Counting carbs is not black and white

There are a lot of variables to consider when you are counting carbs. First, and most important to understand, is that everyone reacts differently to different foods. You may eat exactly the same dish as another person with diabetes and have a dramatically different change in your blood sugar levels. Counting carbs is an important part of diabetes care, but you also have to learn by trial and error what your body can tolerate and how it reacts to the foods you usually eat. You may have to give a little more insulin for some foods even though the carbs don’t show it. It isn’t an exact science, but a learned skill that you will develop over time.

Start simple

Daily diabetes care can seem overwhelming, and if you don’t take it one day at a time it could stay hard forever.
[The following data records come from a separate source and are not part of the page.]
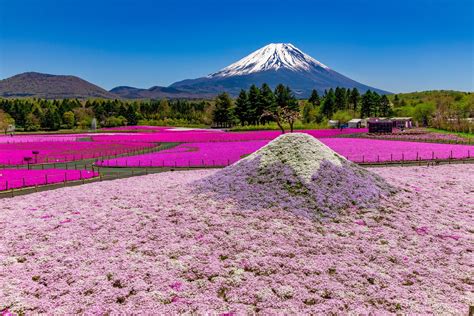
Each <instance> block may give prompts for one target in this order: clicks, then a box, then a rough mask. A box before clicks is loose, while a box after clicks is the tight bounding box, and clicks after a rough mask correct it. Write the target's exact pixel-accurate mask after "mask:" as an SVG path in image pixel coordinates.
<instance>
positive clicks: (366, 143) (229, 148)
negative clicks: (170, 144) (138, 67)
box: [96, 138, 474, 167]
mask: <svg viewBox="0 0 474 316" xmlns="http://www.w3.org/2000/svg"><path fill="white" fill-rule="evenodd" d="M321 141H322V142H323V143H324V144H326V145H327V146H329V147H330V148H331V149H333V150H334V151H336V152H337V153H339V154H340V155H342V156H344V157H346V158H348V159H349V160H351V161H353V162H357V163H361V162H390V161H415V160H431V159H450V158H452V159H464V158H470V157H472V156H473V155H474V146H470V145H453V144H433V143H421V142H404V141H390V140H373V139H363V138H321ZM267 143H268V141H265V140H262V141H242V142H237V141H236V142H205V143H187V144H181V145H178V146H177V147H174V148H172V149H168V150H164V151H160V152H155V153H150V154H144V155H135V156H131V157H123V158H117V159H110V160H103V161H102V160H99V161H97V162H96V164H97V165H98V166H103V167H117V166H118V167H132V166H133V167H214V166H215V167H223V166H228V165H229V164H232V163H234V162H236V161H238V160H239V159H240V158H241V157H242V156H245V155H248V154H251V153H252V152H254V151H255V150H257V149H259V148H261V147H263V146H264V145H266V144H267Z"/></svg>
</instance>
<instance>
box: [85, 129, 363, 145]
mask: <svg viewBox="0 0 474 316" xmlns="http://www.w3.org/2000/svg"><path fill="white" fill-rule="evenodd" d="M300 132H302V133H307V134H310V135H312V136H314V137H316V138H323V137H335V136H338V135H345V134H352V133H364V132H367V129H363V128H360V129H350V128H347V129H343V130H342V131H340V130H339V129H325V130H304V131H300ZM280 135H281V132H280V131H253V132H223V131H220V130H186V131H181V130H180V131H172V130H165V131H162V132H160V133H137V134H135V135H120V134H117V135H97V136H93V137H92V139H93V140H94V141H102V142H116V141H120V140H123V141H139V142H160V143H161V142H177V143H203V142H235V141H250V140H272V139H274V138H276V137H278V136H280Z"/></svg>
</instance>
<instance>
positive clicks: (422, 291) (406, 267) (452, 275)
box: [0, 164, 474, 315]
mask: <svg viewBox="0 0 474 316" xmlns="http://www.w3.org/2000/svg"><path fill="white" fill-rule="evenodd" d="M370 170H371V171H372V172H375V173H377V174H379V175H380V176H382V177H384V178H385V179H387V181H388V182H390V183H392V184H393V185H395V186H397V187H398V188H400V192H399V193H397V194H396V195H395V196H393V197H388V198H386V199H383V200H382V201H381V205H380V206H378V207H376V208H375V207H368V208H363V209H356V208H348V209H347V210H346V211H345V212H342V213H341V214H339V216H337V217H335V218H329V219H328V220H327V222H325V223H324V224H320V223H317V222H314V221H312V220H309V219H306V218H304V217H301V216H295V215H294V214H293V213H291V212H288V211H284V210H282V209H278V208H272V209H259V210H248V209H242V208H239V207H237V205H236V204H235V201H233V200H232V199H231V198H229V199H227V200H220V201H216V200H213V199H212V197H211V196H208V195H205V194H204V195H195V194H193V190H194V187H193V186H191V183H193V182H195V181H198V180H200V179H203V178H204V177H207V176H210V175H212V174H215V172H216V171H214V170H195V171H183V172H169V173H162V174H155V175H149V176H144V177H135V178H128V179H121V180H116V181H107V182H100V183H99V182H97V183H92V184H86V185H84V186H79V187H69V188H62V189H58V190H53V191H46V192H40V193H36V194H30V195H26V196H19V197H15V198H10V199H5V200H2V202H1V204H0V205H1V206H0V208H1V212H0V230H1V231H2V234H1V235H0V266H1V268H0V311H1V310H4V311H8V312H11V313H13V314H18V313H26V314H38V313H48V314H52V313H56V314H73V313H84V314H107V313H110V314H116V313H135V314H137V313H140V314H146V313H150V314H153V313H157V312H159V313H163V314H166V313H173V314H177V313H185V312H188V313H193V312H194V313H197V314H204V313H212V314H221V313H222V314H228V315H242V314H252V313H256V312H259V313H262V314H330V313H332V314H349V313H350V314H365V315H367V314H370V313H372V314H375V315H381V314H388V313H393V314H395V313H397V314H438V315H467V314H468V308H469V305H473V304H474V298H473V296H472V293H473V292H474V285H473V283H472V271H473V268H474V267H473V262H474V261H473V255H472V254H473V251H474V249H473V244H474V240H473V231H472V227H473V226H474V225H473V222H474V219H473V212H472V205H473V203H474V197H473V194H472V192H473V190H474V178H473V177H470V176H469V175H470V174H474V165H471V164H468V165H462V164H459V165H442V166H436V167H390V168H378V169H370ZM415 187H417V188H420V190H419V191H416V190H415V189H414V188H415ZM66 196H67V203H64V201H65V197H66ZM355 221H359V222H360V223H362V221H363V222H364V223H365V225H359V224H356V223H355ZM422 227H426V229H423V230H422V231H424V233H423V234H422V235H420V234H419V233H418V232H417V228H422ZM440 236H456V238H450V237H440Z"/></svg>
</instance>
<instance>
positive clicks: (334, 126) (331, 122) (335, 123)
mask: <svg viewBox="0 0 474 316" xmlns="http://www.w3.org/2000/svg"><path fill="white" fill-rule="evenodd" d="M328 125H329V126H330V127H334V128H337V127H339V121H338V120H329V122H328Z"/></svg>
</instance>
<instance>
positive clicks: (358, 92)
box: [349, 88, 360, 112]
mask: <svg viewBox="0 0 474 316" xmlns="http://www.w3.org/2000/svg"><path fill="white" fill-rule="evenodd" d="M359 100H360V93H359V90H357V88H354V89H352V92H351V95H350V98H349V102H350V104H351V107H352V110H353V111H354V112H357V110H358V109H359Z"/></svg>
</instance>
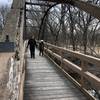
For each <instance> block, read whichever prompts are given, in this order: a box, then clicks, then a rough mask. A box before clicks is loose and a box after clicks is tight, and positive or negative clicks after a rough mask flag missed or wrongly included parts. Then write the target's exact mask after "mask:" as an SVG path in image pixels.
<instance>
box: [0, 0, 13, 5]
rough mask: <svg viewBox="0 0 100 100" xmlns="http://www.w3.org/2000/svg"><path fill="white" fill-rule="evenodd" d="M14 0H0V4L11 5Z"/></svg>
mask: <svg viewBox="0 0 100 100" xmlns="http://www.w3.org/2000/svg"><path fill="white" fill-rule="evenodd" d="M11 3H12V0H0V6H2V5H11Z"/></svg>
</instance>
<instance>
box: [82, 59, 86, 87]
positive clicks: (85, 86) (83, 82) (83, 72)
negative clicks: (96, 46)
mask: <svg viewBox="0 0 100 100" xmlns="http://www.w3.org/2000/svg"><path fill="white" fill-rule="evenodd" d="M86 65H87V64H86V62H85V61H83V60H81V68H82V75H81V86H82V88H85V87H86V85H85V79H84V77H83V73H84V72H85V71H86Z"/></svg>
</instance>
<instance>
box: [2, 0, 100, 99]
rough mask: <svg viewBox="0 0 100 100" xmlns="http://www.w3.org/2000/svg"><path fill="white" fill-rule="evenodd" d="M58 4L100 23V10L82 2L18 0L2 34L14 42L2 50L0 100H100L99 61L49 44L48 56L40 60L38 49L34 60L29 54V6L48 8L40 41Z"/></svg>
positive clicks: (68, 50) (44, 14) (92, 57)
mask: <svg viewBox="0 0 100 100" xmlns="http://www.w3.org/2000/svg"><path fill="white" fill-rule="evenodd" d="M57 4H69V5H72V6H75V7H78V8H79V9H81V10H84V11H86V12H87V13H90V14H91V15H92V16H94V17H95V18H97V19H98V20H100V7H98V6H96V5H93V4H91V3H88V2H85V1H81V0H66V1H65V0H38V1H35V0H34V2H29V1H25V0H17V1H16V0H14V1H13V4H12V7H11V10H10V12H9V13H8V15H7V18H6V24H5V27H4V30H3V34H2V41H4V40H5V36H9V37H10V41H11V42H8V41H5V42H1V44H2V45H5V44H6V47H5V48H4V47H3V46H1V51H2V52H1V53H0V60H1V69H0V70H1V74H0V100H100V67H99V65H100V59H99V58H96V57H93V56H90V55H86V54H83V53H79V52H78V51H72V50H69V49H66V48H63V47H60V46H57V45H54V44H51V43H48V41H46V42H44V45H45V46H44V47H45V49H44V56H39V51H38V48H37V49H36V51H35V53H36V54H35V59H32V58H30V55H29V50H26V47H27V39H28V37H29V34H28V33H27V32H26V31H27V30H26V20H27V18H26V13H27V11H29V10H30V9H27V5H34V6H35V5H39V6H46V7H47V9H46V11H45V13H44V12H43V13H44V16H43V18H42V21H41V24H40V27H39V33H38V37H37V39H39V38H40V37H42V36H41V30H42V28H43V27H42V25H43V23H44V21H45V17H46V16H47V14H48V12H49V10H50V9H51V8H53V7H54V6H56V5H57ZM34 35H35V34H34ZM37 44H38V40H37ZM9 46H10V47H11V48H9ZM2 48H3V49H2ZM10 49H11V50H10ZM3 50H4V51H3Z"/></svg>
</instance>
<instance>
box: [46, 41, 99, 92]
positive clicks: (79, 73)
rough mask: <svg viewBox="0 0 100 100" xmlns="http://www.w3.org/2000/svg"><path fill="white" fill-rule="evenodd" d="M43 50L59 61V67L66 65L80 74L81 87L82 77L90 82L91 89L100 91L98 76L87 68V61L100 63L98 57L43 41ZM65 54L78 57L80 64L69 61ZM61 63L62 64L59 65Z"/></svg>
mask: <svg viewBox="0 0 100 100" xmlns="http://www.w3.org/2000/svg"><path fill="white" fill-rule="evenodd" d="M45 52H46V54H48V55H50V56H52V59H53V60H55V58H56V59H57V60H58V61H59V62H60V66H61V68H62V69H63V70H64V67H67V68H69V69H71V70H72V71H74V72H75V73H77V74H79V75H80V76H81V82H80V83H79V84H80V86H81V88H85V89H86V87H85V80H84V78H85V79H86V80H87V81H88V82H90V83H91V86H92V89H94V90H96V91H100V78H99V77H97V76H96V75H94V74H93V73H91V72H90V71H89V70H87V68H86V67H87V63H91V64H94V65H96V66H99V65H100V59H99V58H96V57H92V56H89V55H85V54H82V53H79V52H76V51H71V50H68V49H65V48H62V47H58V46H55V45H52V44H50V43H46V42H45ZM66 54H67V56H68V57H72V58H73V59H74V58H78V59H79V60H80V61H81V65H80V66H79V65H76V64H74V63H73V62H71V61H69V60H68V59H67V58H66ZM61 64H63V65H64V66H63V65H61ZM65 71H66V70H65Z"/></svg>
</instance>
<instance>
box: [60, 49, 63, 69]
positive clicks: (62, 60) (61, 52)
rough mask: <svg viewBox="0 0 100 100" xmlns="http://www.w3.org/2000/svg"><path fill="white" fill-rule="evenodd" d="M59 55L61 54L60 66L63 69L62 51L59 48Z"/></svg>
mask: <svg viewBox="0 0 100 100" xmlns="http://www.w3.org/2000/svg"><path fill="white" fill-rule="evenodd" d="M60 56H61V64H60V66H61V68H62V69H63V52H62V49H60Z"/></svg>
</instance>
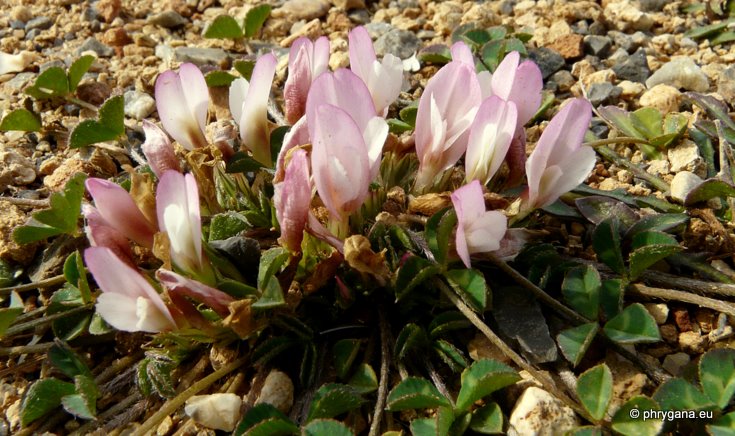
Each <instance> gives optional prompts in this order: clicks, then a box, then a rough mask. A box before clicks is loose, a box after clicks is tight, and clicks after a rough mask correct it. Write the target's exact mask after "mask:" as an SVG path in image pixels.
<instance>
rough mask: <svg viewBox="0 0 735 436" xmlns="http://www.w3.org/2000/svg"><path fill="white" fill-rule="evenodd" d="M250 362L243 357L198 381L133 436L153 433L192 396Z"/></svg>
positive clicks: (154, 415) (153, 416)
mask: <svg viewBox="0 0 735 436" xmlns="http://www.w3.org/2000/svg"><path fill="white" fill-rule="evenodd" d="M247 361H248V357H247V356H246V357H241V358H239V359H237V360H235V361H234V362H231V363H229V364H227V365H225V366H223V367H222V368H220V369H218V370H217V371H215V372H213V373H211V374H209V375H208V376H206V377H204V378H203V379H201V380H199V381H197V382H196V383H194V384H193V385H191V386H190V387H189V388H188V389H187V390H185V391H184V392H182V393H180V394H179V395H177V396H175V397H174V398H172V399H170V400H168V401H167V402H166V403H164V405H163V406H161V408H160V409H158V412H156V413H154V414H153V416H151V417H150V418H148V419H147V420H146V421H145V422H144V423H143V424H142V425H141V426H140V427H138V428H137V429H136V430H135V431H134V432H133V433H132V435H131V436H145V435H147V434H148V433H149V432H150V431H152V430H153V429H154V428H155V427H156V425H158V423H159V422H161V420H162V419H164V418H165V417H166V416H168V415H170V414H172V413H174V412H175V411H176V410H177V409H178V408H179V407H181V406H182V405H183V404H184V403H185V402H186V400H188V399H189V398H190V397H191V396H192V395H194V394H197V393H199V392H200V391H202V390H204V389H206V388H208V387H209V386H210V385H212V384H213V383H214V382H216V381H217V380H219V379H220V378H222V377H224V376H226V375H227V374H229V373H231V372H232V371H234V370H236V369H237V368H239V367H241V366H242V365H244V364H245V362H247Z"/></svg>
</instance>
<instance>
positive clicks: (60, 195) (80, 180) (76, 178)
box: [13, 173, 87, 244]
mask: <svg viewBox="0 0 735 436" xmlns="http://www.w3.org/2000/svg"><path fill="white" fill-rule="evenodd" d="M86 178H87V175H86V174H83V173H77V174H75V175H74V176H72V178H71V179H69V181H68V182H66V186H65V187H64V191H63V192H55V193H53V194H51V201H50V203H51V208H50V209H44V210H41V211H38V212H35V213H34V214H33V217H32V218H31V220H30V221H29V222H28V224H26V225H23V226H20V227H17V228H16V229H15V230H14V231H13V239H14V240H15V242H17V243H19V244H28V243H31V242H36V241H40V240H43V239H46V238H48V237H51V236H56V235H60V234H62V233H69V234H73V233H76V231H77V220H78V217H79V214H80V212H81V208H82V196H83V194H84V180H85V179H86Z"/></svg>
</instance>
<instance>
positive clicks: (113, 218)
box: [84, 178, 156, 248]
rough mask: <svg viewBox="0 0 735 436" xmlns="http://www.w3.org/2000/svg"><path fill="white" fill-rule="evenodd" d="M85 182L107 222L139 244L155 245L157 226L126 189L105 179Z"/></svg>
mask: <svg viewBox="0 0 735 436" xmlns="http://www.w3.org/2000/svg"><path fill="white" fill-rule="evenodd" d="M84 184H85V186H86V187H87V191H89V194H90V195H91V196H92V198H93V199H94V204H95V206H96V207H97V211H98V212H99V215H100V216H101V217H102V218H103V219H104V221H105V222H107V223H108V224H109V225H110V226H111V227H113V228H114V229H116V230H117V231H119V232H120V233H122V234H123V235H125V236H126V237H128V238H130V239H132V240H133V241H135V242H137V243H138V244H140V245H142V246H144V247H148V248H150V247H152V246H153V235H154V234H155V233H156V227H155V225H154V224H153V223H151V222H150V221H148V220H147V219H146V217H145V216H144V215H143V212H141V211H140V209H139V208H138V206H137V205H136V204H135V201H133V198H132V197H130V194H128V192H127V191H126V190H124V189H123V188H121V187H120V186H118V185H117V184H115V183H113V182H110V181H107V180H104V179H97V178H89V179H87V180H86V181H85V182H84Z"/></svg>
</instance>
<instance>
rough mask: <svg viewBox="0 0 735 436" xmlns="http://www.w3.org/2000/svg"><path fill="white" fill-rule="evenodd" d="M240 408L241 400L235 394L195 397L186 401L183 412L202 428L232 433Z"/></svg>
mask: <svg viewBox="0 0 735 436" xmlns="http://www.w3.org/2000/svg"><path fill="white" fill-rule="evenodd" d="M241 406H242V398H240V396H239V395H235V394H210V395H195V396H193V397H191V398H189V399H188V400H187V401H186V406H184V412H185V413H186V414H187V415H188V416H189V417H191V419H192V420H194V422H196V423H197V424H200V425H203V426H204V427H207V428H213V429H215V430H224V431H232V430H234V429H235V424H237V421H238V419H240V407H241Z"/></svg>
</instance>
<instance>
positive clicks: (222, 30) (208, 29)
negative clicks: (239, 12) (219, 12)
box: [202, 15, 245, 39]
mask: <svg viewBox="0 0 735 436" xmlns="http://www.w3.org/2000/svg"><path fill="white" fill-rule="evenodd" d="M244 35H245V34H244V32H243V30H242V29H241V28H240V25H239V24H237V20H235V19H234V18H232V17H230V16H229V15H219V16H217V17H216V18H215V19H214V20H212V22H211V23H210V24H209V26H207V28H206V29H204V34H203V35H202V36H204V37H205V38H222V39H236V38H242V37H243V36H244Z"/></svg>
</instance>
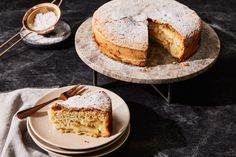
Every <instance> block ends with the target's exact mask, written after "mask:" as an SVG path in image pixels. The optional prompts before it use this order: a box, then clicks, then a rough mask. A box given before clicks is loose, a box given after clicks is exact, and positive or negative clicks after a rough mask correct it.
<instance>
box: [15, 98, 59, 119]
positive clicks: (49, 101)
mask: <svg viewBox="0 0 236 157" xmlns="http://www.w3.org/2000/svg"><path fill="white" fill-rule="evenodd" d="M55 100H58V98H54V99H52V100H49V101H47V102H44V103H42V104H39V105H37V106H34V107H31V108H28V109H25V110H22V111H20V112H18V113H17V114H16V115H17V117H18V118H19V119H24V118H26V117H28V116H30V115H32V114H33V113H35V112H36V111H38V110H39V109H41V108H43V107H44V106H47V105H48V104H50V103H51V102H53V101H55Z"/></svg>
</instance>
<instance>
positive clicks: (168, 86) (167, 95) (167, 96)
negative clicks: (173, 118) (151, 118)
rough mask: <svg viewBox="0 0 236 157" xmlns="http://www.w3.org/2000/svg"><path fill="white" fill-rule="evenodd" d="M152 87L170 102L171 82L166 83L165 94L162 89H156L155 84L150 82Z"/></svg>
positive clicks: (171, 97)
mask: <svg viewBox="0 0 236 157" xmlns="http://www.w3.org/2000/svg"><path fill="white" fill-rule="evenodd" d="M151 86H152V88H153V89H154V90H155V91H156V92H157V93H158V94H159V95H160V96H161V97H162V98H163V99H164V100H165V101H166V102H167V103H168V104H170V103H171V102H172V89H171V86H172V85H171V84H167V86H168V87H167V96H166V95H165V94H163V91H161V90H160V89H158V88H157V87H156V86H155V85H153V84H151Z"/></svg>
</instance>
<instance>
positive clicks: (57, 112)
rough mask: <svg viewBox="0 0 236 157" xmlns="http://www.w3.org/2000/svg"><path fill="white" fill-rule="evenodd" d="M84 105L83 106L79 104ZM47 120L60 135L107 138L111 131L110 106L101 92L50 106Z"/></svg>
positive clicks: (111, 110) (58, 103)
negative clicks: (69, 133) (67, 132)
mask: <svg viewBox="0 0 236 157" xmlns="http://www.w3.org/2000/svg"><path fill="white" fill-rule="evenodd" d="M81 103H84V104H81ZM48 115H49V119H50V121H51V122H52V124H53V126H54V127H55V128H56V129H57V130H58V131H60V132H62V133H67V132H71V133H76V134H85V135H89V136H93V137H100V136H102V137H109V136H110V135H111V129H112V104H111V99H110V97H109V96H108V95H107V94H106V93H105V92H103V91H95V92H90V93H86V94H85V96H74V97H71V98H69V99H68V100H66V101H63V102H57V103H54V104H52V105H50V107H49V110H48Z"/></svg>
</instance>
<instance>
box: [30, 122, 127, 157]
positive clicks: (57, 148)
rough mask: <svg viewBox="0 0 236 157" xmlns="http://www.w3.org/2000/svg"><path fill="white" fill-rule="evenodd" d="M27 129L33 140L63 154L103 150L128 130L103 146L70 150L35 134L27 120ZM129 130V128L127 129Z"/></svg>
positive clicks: (121, 135)
mask: <svg viewBox="0 0 236 157" xmlns="http://www.w3.org/2000/svg"><path fill="white" fill-rule="evenodd" d="M27 130H28V132H29V135H30V136H31V138H32V139H33V141H34V142H35V143H36V144H37V145H38V146H40V147H44V148H45V149H47V150H50V151H53V152H56V153H62V154H71V155H73V154H84V153H91V152H95V151H98V150H101V149H104V148H106V147H108V146H110V145H111V144H113V143H115V142H116V141H118V140H119V139H120V138H121V137H122V136H123V134H124V133H125V132H126V131H124V132H123V133H122V134H121V135H120V136H119V137H117V138H116V139H115V140H113V141H111V142H109V143H107V144H106V145H102V146H101V147H96V148H93V149H86V150H68V149H62V148H59V147H56V146H53V145H51V144H49V143H47V142H45V141H43V140H41V139H40V138H39V137H38V136H37V135H35V134H34V133H33V131H32V129H31V128H30V125H29V123H28V122H27ZM126 130H127V129H126Z"/></svg>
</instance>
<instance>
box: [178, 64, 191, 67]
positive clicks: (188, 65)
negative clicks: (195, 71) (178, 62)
mask: <svg viewBox="0 0 236 157" xmlns="http://www.w3.org/2000/svg"><path fill="white" fill-rule="evenodd" d="M180 65H181V66H183V67H186V66H190V64H189V63H180Z"/></svg>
When I was diagnosed I didn’t want to have anything to do with the details of diabetes care. I did just enough to keep myself from getting sick but didn’t learn as I went. I realized after many years that when people asked me about diabetes I still didn’t know much about the disease. If I had tried to learn the important details from the beginning, I wouldn’t have had to play catch-up as an adult. So every day try to learn a little bit more about the disease itself and how it affects you personally.

A great way to learn how your body is affected by diabetes is to temporarily eat a simple diet with a limited number of different foods. Once you are able to accurately count the carbs and give insulin while maintaining healthy blood sugar levels, gradually add more foods to create a more complex diet. Eventually you will be able to eat pretty much any type of food you want and still be able to maintain good blood sugar control by giving more or less insulin to compensate for what you eat.

Don’t let fear control you

Complications might seem frightening, but most can be avoided with good control. After I was diagnosed, at first I tried to avoid thinking about the future, and when I did it scared me because I thought that my health would just continue to decline because of my diabetes. Fear can really take a toll on your quality of life. But you don’t have to be scared. All of the life-threatening diabetes complications that you hear about aren’t inevitable. The better diabetes control you have, the lower your risk of complications. Chances are you’ll find that when you feel like you are in control, your confidence will help you maintain a healthy lifestyle.

Some days are going to be hard

No matter how good your blood sugar control is, you are bound to have a few bad days here and there. Sometimes there is nothing you can do about a bad day. Don’t blame yourself. Just know that tomorrow is a new day to try your best. Our body and our environment are always changing, so the way we treat diabetes has to keep changing too. Emotions, stress, and pretty much every aspect of our lives could affect our diabetes care. Be careful not to let a few bad days turn into months of bad habits, though. It is much harder to start over completely than to tweak your management plan from time to time.

Get a support system

You might not think this would be so important. But I have found through personal experience that it is enormously easier to stay in control of your diabetes when you have family and friends who support your decision to live a healthy lifestyle and want to help in any way they can. The more you educate them about diabetes, the more comfortable you will be doing important daily diabetes-care tasks around them such as testing blood sugar, injecting insulin, and counting carbs.

Diabetes doesn’t make you strange, it makes you strong

My biggest worry as a teenager was that people would think that I was strange or different in some way because of my diabetes. I didn’t like the attention that it drew to me. So I tried my best to hide the fact that I had diabetes. But that was a huge mistake. Diabetes doesn’t make you strange, it makes you strong as you learn to face and overcome its challenges. If you can embrace that strength it will affect every area of your life, giving you confidence that others will admire.

Being diagnosed with diabetes is going to bring many challenges to your life. But know that you are strong and diabetes doesn’t have to control you. You are in charge of your future. Try to think of it as an adventure. Some parts might be really hard but other parts could be incredibly rewarding. Even if you’re not perfect, if you try your best every day, chances are you will be able to live a long, healthy, and happy life.